Danke für Dein Lesen, Deinen Kommentar samt 💖chen und Deinen wirklich guten Ratschlag sagt
Uschi
Ja,liebe Uschi,
das ist für mich "lebendiger Geschichtsunterricht" und sehr interessant gewesen zu lesen. So muss ich Roxanna beipflichten, dass diese Erinnerungen meistens zu spät erst wieder wissenswert werden, wenn man niemanden für die Auskünfte hat?
Immer wieder gefällt mir diese Mode aus der Vergangenheit......was würden diese Menschen wohl sagen, wenn sie nur mal "eben" gucken kämen, um alle Entwicklung und Fortschritt zu sehen.? Leider auch viel Schönes weg wäre...

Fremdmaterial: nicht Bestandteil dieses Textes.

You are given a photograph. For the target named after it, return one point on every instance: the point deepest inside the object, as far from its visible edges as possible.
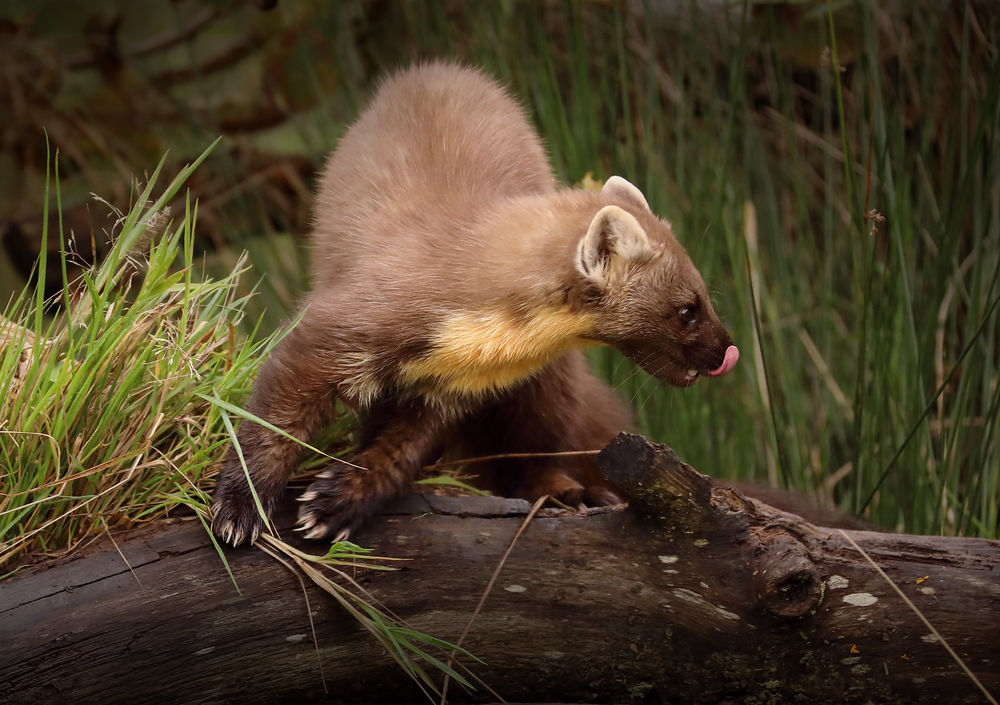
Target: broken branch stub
(660, 487)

mit Gruß und Dank für "das alte Haus"
herzlichst
Renate
@ladybird
Liebe Renate!
Erstmal Dank für Dein 💖chen und Deinen Kommentar!!
Es ist ein Glück, dass ich noch von meiner jüngeren Schwester, mit der ich wieder regen Telefonkontakt habe, so einiges erfahren konnte. Aber auch einige Cousinen wussten mein Wissen mit ihrem zu ergänzen.
Meine jüngere Schwester G. ist vor über 20 Jahren (da war sie ca. 50) dort hingereist, wo sie Verwandte unserer Eltern finden und befragen konnte. Auch daher stammt mein Wissen, was mein Vater handschriftlich über seine Vorfahren bis zum 30-jährigen Krieg (1643 - 1648) in Kirchenbüchern nachschlagen konnte. G. hatte damals als Grafikerin für ihre Kinder einen Stammbaum erarbeitet.
Das hat meine Tochter jetzt aufgrund der Hausaufgabe von Max ebenfalls in Angriff genommen. Und die Geschichten dazu kann ich ihr liefern. Sollte ich nicht so alt werden wir meine Großeltern, so kann sie vieles nachlesen in meinem Diary. Das wird sie nicht auf meiner Festplatte löschen ...
denkt Uschi
Es ist immer interessant über seine Vorfahren etwas herauszufinden, liebe Uschi. Leider wird oft zu spät, so war es meinem Fall, damit begonnen, wenn niemand mehr lebt, den man fragen könnte. In deinem Fall hat dir sozusagen der Zufall etwas zugespielt, das ist doch bewegend. In manchen Familien hat jemand die Aufgabe übernommen, alles aufzuschreiben. Das ist dann ein richtiger Schatz. Ich habe deine Erzählung mit Interesse gelesen. Danke und herzlichen Gruß
Brigitte
@Roxanna
Liebe Brigitte,
das Titelfoto konnte ich in meinem übervollen Bücherschrank jetzt nicht finden, werde es wohl beim Ausräumen für den Umzug entdecken, denn in dem großen Buch (das mir durchaus vorliegt, lag noch ein kleines Heftchen, in dem das Haus abgebildet ist. Wenn ich das nächste Woche wiederfinden, werde ich es hier drüber setzen.
Aber zurzeit habe ich nicht die Kraft, die Bücher alle vorweg zu räumen und dann auch nicht die Zeit, weil auch meine Arztbesuche weitergehen müssen.
Bin gespannt, zwischen welchen Büchern das Heftchen sich versteckt hat. In meiner Familie sind es meine jüngere Schwester und ich, die so einiges in Verwahrung haben. Und nun beginnt auch meine Tochter aufgrund der Hausaufgaben ihres Neunjährigen und meinen Fotos sich sehr dafür zu interessieren! Es bleibt also die Möglichkeit, dass sie es weiterführt ...
Danke für Dein Lesen und Deinen Kommentar und Dein Herzchen freut sich
Uschi
Eigentlich müsstest du dich mit dem Grundbuchamt in Verbindung setzen. Ich könnte mir vorstellen, dass die Vorbesitzer dort eingetragen sind, die vor deinem Großvater das Haus besaßen.